As a child I would wander down Bleecker street. I would go to the park, run my hand over every monkey bar and every rail, then drink water from the park water fountain. I would scooter down the bumpy sidewalk and scurry up the stairs of my music school and into my violin class. My violin teacher's hands touched mine and I learned how to play the four stringed instrument. In the infamous year of 2020 this trust of human touch is erased, gone. Within a matter of months touch is terrifying and sharing space is life threatening.
Every Tuesday, from the age of four, when I finished my 4:30 violin lesson, my father would take me to Magnolia bakery. I would jump in his navy blue work van and struggle to reach the seatbelt. I would reach my arm up and stretch my fingers to grab the strap. I couldn't do it; my father would reach across to the passenger seat and give it down to me. Buckle in and go. As I stepped into the bakery and looked at the cupcake case I pretended to not know what kind of cupcake I was getting. My eyes wandered over every sprinkle and every crumb. I got to smell the sweet smell of pure sugar. Vanilla bottom, chocolate buttercream top. My father pays and we sit in the park across the street and share. I don't like the cake as much as the frosting, so I break it off in bits and feed it to the pigeons. He steals bites when I'm not looking. After I'm done, we get back into the van and we drive home. We hit green lights all the way.
Every single Tuesday. This isn't the city I know. These Tuesdays aren't the Tuesdays they were. Now there are lines outside stores to control the amount of people in the space. There's no sweet smell of sugar through the masks. There's no in person lessons. So much change, so much difference. I don't recognize the city and I don't recognize Bleecker Street. The majority of small business stores are closed and Magnolia Bakery is empty. Bleeker street music school isn't bustling with small kids with stars in their eyes, dying to learn an instrument. This city isn't the one I grew up in. I pass my elementary school yard and see children running around in small groups with masks on. One kid is always showing their nose. I watch teachers tell kids to pull up their masks and not to hug each other. This isn't the city I know.
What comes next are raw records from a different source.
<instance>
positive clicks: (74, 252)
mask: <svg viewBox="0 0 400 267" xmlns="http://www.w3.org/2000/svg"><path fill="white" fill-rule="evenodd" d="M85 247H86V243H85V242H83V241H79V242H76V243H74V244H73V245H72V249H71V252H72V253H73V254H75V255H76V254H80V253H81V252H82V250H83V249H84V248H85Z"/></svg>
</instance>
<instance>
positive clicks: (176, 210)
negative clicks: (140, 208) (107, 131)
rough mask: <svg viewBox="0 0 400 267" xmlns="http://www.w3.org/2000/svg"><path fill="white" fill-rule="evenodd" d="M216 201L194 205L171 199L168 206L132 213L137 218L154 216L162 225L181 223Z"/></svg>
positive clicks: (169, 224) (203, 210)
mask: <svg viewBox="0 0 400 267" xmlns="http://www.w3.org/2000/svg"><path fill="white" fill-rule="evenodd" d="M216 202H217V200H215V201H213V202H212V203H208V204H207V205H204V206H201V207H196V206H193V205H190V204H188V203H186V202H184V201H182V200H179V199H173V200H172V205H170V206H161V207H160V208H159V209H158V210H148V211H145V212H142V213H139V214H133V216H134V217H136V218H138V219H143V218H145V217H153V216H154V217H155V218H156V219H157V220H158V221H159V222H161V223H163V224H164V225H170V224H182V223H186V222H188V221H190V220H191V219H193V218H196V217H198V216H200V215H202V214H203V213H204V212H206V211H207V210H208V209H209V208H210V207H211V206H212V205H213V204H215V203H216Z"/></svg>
Over quarantine I took up baking. I ran through recipes like water. Cookies, cakes, pies, tarts, breads. My sister's birthday came around in July and at this point I felt like I had the status of an experienced baker. I thought long and hard about what I would bake for her day when finally I decided upon cupcakes. I immediately looked up a Magnolia recipe for vanilla cake and chocolate buttercream frosting. I sifted flour and creamed sugar and butter. I classically swirled the chocolate buttercream frosting into a perfect circular tip. As we sat at the table that night and tasted the treats I thought about Bleecker street and how I hadn't been there in a while. I thought about how I had made almost identical cupcakes in my own kitchen but it didn't come with the pigeons, or the music class or the park bench. Soon I'll go back and smell pure sugar again, but in the meantime, I'll sift flour in my kitchen and pretend my dining room table is a park bench.